Tooregullup Beach (WA Beach 298) extends south from Gordon Inlet – the access point to the beach – eight kilometres Whalebone Point. It is in the larger Doubtful Islands Bay, fifteen kilometres east of Bremer Bay.
The name for the beach is derived from a nearby swamp that was named by surveyor B.W. Ridley in 1896.
This wonderful beach (WA Beach 582) extends from Black Head in the south-east to Yeagarup Beach in the north-west. Many people come onto the beach by descending Yeagarup Hill with the intention of exiting it via Callcup Hill. This entails crossing the Warren River which, depending on the time of the year, may or may not be feasible.
Whether one descends Yeagarup Hill and climbs Callcup Hill or tackles the trip in reverse it is always a challenge and lots of fun. The key is tyre pressure.
Two things you can count on at Warren Beach. It will be windy and the sea will be rough. I have never seen the Southern Ocean flat calm.
The river after which the beach was named was noted by Lieutenant William Preston in April 1831 during an expedition along the south coast but was not named by him. It is presumed to have been named by Governor James Stirling soon after receiving Preston’s report.
Stirling named after the river after Admiral Sir John Borlase Warren RN (1753-1822) who was Commander-in-Chief of the North America Station during the period Stirling was captain of HMS Brazen. Stirling engaged in naval activity off the North American coast in 1813 during the war with America.
Wattle Camp Beach
Wattle Camp Beach is invariably covered with seaweed. It is officially part of Bilbunya Beach (WA Beach 23). Alexander Forrest recorded this name for a camp set up by John Forrest’s exploration party on 30 May 1870.
WA Beach 222
This long (6.6 km), curving beach is to the east of Starvation Harbour beach.
Whenever a beach narrows and the angle of the sand increases it is time to consider an exit.
WA Beach 334
Though not possessing an official name, WA Beach 334 will draw out some suitable expletives to describe the very soft sand encountered for 400 metres of its length from the entry point but which very likely extends a further kilometre to the west.
Each of the drivers of the vehicles shown in the following pics is very experienced driving on beaches. The tyre pressure of each of the vehicles was around 10 psi. It was a very soft beach.
Apart from the soft sand challenge, the waves of the magnificent Southern Ocean, the howling winds straight Antartica and the brilliant blue sky there is not much to recommend this place.

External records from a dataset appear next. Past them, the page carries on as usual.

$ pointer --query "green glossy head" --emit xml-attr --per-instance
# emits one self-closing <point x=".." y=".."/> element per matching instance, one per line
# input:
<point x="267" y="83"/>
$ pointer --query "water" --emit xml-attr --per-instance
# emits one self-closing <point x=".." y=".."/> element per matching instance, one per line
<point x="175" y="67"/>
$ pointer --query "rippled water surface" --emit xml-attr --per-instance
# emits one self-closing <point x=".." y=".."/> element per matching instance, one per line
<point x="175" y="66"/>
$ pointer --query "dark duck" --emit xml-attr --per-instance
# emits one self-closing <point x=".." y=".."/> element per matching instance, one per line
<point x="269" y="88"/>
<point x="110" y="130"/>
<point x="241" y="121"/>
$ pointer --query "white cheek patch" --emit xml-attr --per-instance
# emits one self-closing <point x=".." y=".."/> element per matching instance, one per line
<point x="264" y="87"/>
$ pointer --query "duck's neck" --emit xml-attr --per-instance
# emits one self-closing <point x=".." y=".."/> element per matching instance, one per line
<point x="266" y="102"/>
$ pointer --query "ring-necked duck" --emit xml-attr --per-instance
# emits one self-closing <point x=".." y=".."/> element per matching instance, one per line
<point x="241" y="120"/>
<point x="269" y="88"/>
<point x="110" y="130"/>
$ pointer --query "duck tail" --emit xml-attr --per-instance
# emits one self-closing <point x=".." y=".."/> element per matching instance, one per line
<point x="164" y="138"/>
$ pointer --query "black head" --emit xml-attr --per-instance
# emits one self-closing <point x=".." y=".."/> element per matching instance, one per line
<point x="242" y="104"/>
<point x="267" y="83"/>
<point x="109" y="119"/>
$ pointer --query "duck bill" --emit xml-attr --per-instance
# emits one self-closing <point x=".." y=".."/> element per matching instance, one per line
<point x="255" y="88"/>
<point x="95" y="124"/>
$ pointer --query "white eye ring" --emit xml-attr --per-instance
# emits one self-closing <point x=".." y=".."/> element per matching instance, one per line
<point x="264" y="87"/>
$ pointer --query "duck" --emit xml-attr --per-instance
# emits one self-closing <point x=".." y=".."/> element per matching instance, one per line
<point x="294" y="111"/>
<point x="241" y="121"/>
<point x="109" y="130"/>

Beautiful Wharton Beach (WA Beach 115) is immediately to the south of the Duke of Orleans Bay caravan park.
The beach is wide and firm, perfect for four wheel driving and. at just over a kilometre in length, it has plenty of space.
The beach is named after nearby Wharton Island which was named during a hydrographic survey in 1900 after Admiral Sir William J.L. Wharton, Hydrographer of the Royal Navy 1887.
The combination of Yeagarup Dunes, Yeagarup Hill and Yeagarup Beach (WA Beach 583) is a four wheel driver’s dream. Beautiful, challenging and interesting.
The drive from the air down point at the end of Ritter Road, through the forest to the face of the dunes is just the start of the adventure. Once on top of these 100 square kilometres of dunes it is another world, an experience one can get only at Yeagarup. A 2.5 kilometre drive over bright white dunes leads into a bush track. Four kilometres along this track is Yeagarup Hill. Great to descend but a challenge coming back up. At the bottom of this long hill is magnificent, windswept Yeagarup Beach. Always interesting, always a fantastic drive.